The interobserver agreement in canine and feline lymphomas characterization by routine cytology, including predicting the phenotype, has been reported to be fair [
11,
30]. Herein, the interobserver reproducibility in scoring the number of immunolabeled cells for anti-CD3 and anti-PAX5 in RSC and CB, and consequently in the assignment of a phenotype, was assessed. The observers had a substantial agreement in scoring the nuclear PAX5 marker in cytology and CB, but a similar agreement for CD3 was only obtained in CB material. Indeed, interpreting the CD3 positivity on RSC was more prone to interobserver variation. On one hand, the lower immunoreactivity and higher background staining on RSC probably accounted for this lower agreement on establishing a T-lymphocyte phenotype.
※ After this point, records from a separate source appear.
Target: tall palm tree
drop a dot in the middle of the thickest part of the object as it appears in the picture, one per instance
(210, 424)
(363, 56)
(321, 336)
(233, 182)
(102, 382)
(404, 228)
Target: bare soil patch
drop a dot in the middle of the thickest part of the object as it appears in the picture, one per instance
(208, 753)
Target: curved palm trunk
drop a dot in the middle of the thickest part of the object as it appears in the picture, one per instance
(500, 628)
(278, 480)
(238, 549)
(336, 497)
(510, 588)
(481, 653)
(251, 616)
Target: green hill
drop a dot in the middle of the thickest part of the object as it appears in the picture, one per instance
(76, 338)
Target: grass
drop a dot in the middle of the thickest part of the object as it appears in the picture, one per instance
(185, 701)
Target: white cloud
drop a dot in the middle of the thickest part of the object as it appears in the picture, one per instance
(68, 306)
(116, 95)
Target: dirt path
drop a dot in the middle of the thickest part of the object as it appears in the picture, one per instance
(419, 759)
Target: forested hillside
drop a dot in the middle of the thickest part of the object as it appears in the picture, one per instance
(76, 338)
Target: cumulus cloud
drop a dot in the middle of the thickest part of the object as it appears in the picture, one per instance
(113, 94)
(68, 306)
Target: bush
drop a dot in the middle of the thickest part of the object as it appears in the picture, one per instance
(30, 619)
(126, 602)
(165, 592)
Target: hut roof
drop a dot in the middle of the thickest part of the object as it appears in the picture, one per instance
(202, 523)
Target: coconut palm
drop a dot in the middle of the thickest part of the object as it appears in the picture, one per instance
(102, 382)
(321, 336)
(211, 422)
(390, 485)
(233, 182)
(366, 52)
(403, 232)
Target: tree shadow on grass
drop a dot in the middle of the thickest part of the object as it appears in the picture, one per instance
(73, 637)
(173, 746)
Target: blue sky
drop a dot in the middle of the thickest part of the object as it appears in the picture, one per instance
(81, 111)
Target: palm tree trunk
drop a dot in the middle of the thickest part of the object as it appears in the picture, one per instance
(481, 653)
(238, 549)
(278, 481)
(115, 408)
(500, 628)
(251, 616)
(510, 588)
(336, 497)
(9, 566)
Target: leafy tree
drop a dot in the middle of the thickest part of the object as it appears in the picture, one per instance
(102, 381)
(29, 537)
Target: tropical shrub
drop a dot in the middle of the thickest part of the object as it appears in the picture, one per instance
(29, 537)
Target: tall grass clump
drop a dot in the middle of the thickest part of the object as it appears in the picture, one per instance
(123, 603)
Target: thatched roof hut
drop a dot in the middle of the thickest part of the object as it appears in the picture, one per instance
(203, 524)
On the other hand, diagnosing B-cell lymphoma in dogs, supported by compatible cytological features and nuclear expression of PAX5, could be performed in archived cytology and CB, with a low interobserver variation. Few studies report the reproducibility of evaluating immunoreactions in canine and feline cells and tissues. Still, it is noteworthy that the interobserver agreement in scoring PAX5 positivity on RSC and CB was similar to that reported for scoring endocrine cytoplasmic immunomarkers in small tissue samples (tissue microarrays) of canine insulinomas [
39]. Interestingly, that study also showed that the heterogeneity of the expression of a marker in the tissue/cell of interest is the most relevant factor, contributing to a substantial difference between the scores of the raters [
39]. Considering lymphoma’s homogeneous/clonal nature, the CD3 expression heterogeneity in a T-cell population is unlikely to explain the marked variation between observers in the semi-quantitative evaluation of the CD3 positivity on RSC.